At the end of the incubation, gently shake the tube for about 30 seconds to disrupt the tissue until the solution is homogeneous, as confirmed by fine, sand-like pancreatic tissue particles. As soon as the tissue is digested, place the tube on ice and add 40 milliliters of ice-cold stop solution to terminate the enzymatic reaction. After gently disrupting the pellet, spin down the digestive tissue in a swinging bucket centrifuge followed by two centrifugations with 20 milliliters of fresh stop solution per wash.
After the last wash, resuspend the pellet in 40 milliliters of ice-cold HBSS for three additional washes, resuspending the pellet in 5 milliliters of room temperature density gradient solution after the last wash. Vortex the tube briefly at low speed until the solution is homogenized before adding another 5 milliliters of room temperature density gradient to the tube.
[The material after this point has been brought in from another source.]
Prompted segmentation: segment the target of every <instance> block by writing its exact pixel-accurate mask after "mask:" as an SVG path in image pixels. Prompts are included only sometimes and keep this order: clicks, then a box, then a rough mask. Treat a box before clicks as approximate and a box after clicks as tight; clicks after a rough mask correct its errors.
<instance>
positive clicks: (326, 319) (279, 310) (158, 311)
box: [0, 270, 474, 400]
Now use a 10-millimeter pipette to gently and slowly add 10 millimeters of room temperature HBSS to the tube in a drop-wise manner to allow the formation of a gradient, and use a swinging bucket centrifuge to isolate the cell populations by density gradient separation.
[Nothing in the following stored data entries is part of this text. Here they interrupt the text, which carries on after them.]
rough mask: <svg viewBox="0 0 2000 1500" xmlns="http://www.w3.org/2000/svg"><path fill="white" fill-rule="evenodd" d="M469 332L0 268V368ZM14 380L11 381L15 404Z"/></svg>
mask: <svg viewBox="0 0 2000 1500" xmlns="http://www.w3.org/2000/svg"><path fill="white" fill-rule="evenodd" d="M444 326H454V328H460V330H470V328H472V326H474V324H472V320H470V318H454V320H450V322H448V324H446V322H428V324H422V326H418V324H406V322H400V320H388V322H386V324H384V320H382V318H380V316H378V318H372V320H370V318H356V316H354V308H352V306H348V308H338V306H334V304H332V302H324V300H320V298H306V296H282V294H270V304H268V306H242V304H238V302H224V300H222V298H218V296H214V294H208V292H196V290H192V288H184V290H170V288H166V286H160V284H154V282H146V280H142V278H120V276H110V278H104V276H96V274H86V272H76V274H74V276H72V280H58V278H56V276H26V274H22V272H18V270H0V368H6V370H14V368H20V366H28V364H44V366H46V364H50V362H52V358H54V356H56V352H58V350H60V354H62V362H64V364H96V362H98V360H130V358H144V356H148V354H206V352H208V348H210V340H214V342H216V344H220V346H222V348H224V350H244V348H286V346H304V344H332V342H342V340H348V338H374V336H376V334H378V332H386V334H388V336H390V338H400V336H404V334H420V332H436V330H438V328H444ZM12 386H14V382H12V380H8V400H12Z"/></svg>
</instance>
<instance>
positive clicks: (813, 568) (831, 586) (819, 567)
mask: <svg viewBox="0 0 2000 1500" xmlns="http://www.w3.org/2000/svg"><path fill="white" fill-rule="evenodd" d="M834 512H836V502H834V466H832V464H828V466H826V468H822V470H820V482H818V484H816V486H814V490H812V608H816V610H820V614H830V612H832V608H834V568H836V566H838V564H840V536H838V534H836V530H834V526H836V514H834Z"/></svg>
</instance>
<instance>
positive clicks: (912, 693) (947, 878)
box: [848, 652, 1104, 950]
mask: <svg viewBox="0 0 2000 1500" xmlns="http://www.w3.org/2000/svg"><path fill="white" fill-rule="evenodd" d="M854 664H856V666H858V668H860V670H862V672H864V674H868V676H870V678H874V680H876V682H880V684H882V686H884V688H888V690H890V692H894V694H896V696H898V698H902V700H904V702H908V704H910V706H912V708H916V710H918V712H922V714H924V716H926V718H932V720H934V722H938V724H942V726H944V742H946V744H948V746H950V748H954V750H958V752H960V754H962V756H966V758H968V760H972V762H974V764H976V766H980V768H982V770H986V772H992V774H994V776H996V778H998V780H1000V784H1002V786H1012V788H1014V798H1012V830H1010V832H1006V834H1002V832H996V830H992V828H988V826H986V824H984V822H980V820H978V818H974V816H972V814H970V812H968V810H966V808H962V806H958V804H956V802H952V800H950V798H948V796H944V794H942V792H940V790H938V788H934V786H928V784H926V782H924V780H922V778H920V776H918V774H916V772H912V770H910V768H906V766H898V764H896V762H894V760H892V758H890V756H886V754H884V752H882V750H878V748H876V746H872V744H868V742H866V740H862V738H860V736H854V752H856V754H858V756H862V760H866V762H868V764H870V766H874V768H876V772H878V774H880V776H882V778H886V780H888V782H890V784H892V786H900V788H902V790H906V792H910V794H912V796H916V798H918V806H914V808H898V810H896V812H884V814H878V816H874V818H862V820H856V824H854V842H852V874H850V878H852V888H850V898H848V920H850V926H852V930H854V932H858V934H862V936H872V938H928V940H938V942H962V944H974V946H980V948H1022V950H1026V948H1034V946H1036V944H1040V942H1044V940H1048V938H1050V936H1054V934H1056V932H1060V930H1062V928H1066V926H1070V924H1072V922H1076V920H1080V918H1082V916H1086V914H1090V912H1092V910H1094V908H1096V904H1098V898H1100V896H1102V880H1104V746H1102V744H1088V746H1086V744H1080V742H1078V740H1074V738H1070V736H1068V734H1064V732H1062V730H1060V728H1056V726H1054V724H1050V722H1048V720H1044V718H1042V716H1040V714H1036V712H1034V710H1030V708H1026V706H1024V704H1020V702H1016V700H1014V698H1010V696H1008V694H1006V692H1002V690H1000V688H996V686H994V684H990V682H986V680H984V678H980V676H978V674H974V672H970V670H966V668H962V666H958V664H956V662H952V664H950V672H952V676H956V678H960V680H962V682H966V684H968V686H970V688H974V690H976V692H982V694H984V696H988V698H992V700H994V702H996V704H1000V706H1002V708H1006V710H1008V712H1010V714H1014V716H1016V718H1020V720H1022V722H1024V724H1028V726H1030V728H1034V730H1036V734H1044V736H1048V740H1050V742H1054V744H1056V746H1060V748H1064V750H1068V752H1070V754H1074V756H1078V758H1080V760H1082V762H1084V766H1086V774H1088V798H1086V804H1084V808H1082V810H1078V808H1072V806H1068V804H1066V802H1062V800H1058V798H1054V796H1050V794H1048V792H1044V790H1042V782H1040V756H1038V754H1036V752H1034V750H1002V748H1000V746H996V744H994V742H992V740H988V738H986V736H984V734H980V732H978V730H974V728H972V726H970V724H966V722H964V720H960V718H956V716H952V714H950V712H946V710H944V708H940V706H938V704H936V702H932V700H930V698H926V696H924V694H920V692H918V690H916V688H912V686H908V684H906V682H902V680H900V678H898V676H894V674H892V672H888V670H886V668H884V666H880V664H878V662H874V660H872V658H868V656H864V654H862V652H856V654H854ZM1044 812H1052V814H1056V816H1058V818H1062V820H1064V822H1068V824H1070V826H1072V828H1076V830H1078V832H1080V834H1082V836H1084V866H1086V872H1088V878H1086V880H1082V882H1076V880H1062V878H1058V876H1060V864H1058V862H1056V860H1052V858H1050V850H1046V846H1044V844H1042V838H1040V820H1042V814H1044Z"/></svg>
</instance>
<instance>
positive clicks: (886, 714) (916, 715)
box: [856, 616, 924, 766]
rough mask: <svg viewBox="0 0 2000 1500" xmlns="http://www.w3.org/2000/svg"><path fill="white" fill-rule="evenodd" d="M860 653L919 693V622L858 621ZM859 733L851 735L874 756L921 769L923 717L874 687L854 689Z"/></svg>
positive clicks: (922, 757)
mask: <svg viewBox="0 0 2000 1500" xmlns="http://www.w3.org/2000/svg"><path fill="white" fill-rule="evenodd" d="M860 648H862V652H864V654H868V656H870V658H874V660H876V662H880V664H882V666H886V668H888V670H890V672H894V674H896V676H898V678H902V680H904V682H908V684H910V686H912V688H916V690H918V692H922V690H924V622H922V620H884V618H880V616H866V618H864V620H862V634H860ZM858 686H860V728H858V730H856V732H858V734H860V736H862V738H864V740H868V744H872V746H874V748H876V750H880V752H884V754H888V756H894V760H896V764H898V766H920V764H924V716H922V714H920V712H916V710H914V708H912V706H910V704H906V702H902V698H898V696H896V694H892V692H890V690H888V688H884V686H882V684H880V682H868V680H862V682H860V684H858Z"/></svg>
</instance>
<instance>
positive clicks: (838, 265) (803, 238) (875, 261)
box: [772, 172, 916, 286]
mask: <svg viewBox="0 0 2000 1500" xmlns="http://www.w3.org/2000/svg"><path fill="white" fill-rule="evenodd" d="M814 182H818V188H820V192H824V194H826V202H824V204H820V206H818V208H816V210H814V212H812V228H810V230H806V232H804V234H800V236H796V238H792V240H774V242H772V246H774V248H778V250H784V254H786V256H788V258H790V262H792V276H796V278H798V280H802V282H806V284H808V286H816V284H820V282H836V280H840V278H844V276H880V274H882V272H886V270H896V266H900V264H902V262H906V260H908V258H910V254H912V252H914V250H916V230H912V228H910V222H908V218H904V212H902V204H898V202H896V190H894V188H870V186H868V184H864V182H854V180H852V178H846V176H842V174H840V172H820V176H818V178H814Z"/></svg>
At the end of the centrifugation, use a 10-milliliter pipette, pre-wet with cold HBSS to collect 5 to 10 milliliters of the islet layer between the density gradient and the HBSS. Transfer the islets into a new 50-milliliter tube containing 20 milliliters of fresh, ice-cold HBSS, and collect the cells by centrifugation in a swinging bucket centrifuge. Carefully aspirate all but the last 3 milliliters of the supernatant without disturbing the pellet, and wash the islets at least three more times with 20 milliliters of fresh HBSS per wash.
After the last wash, replace the supernatant with 4 milliliters of 37 degrees Celsius RPMI 1640 medium and gently swirl the tube to dislodge the pellet. Immediately pour the islets into a 100-millimeter Petri dish, and wash the tube with 5 milliliters of fresh RPMI 1640 medium to collect any remaining islets, pooling the wash with the other islets.
Then use a dissection microscope and a 20-microliter pipette tip to pick healthy spherical or oblong, golden-brown islets with a smooth surface from the Petri dish for transferring to a new Petri dish containing 10 milliliters of complete RPMI 1640 medium. When all of the islets have been collected, place the islets in the sterile incubator at 37 degrees Celsius and 5% carbon dioxide in humidified air overnight.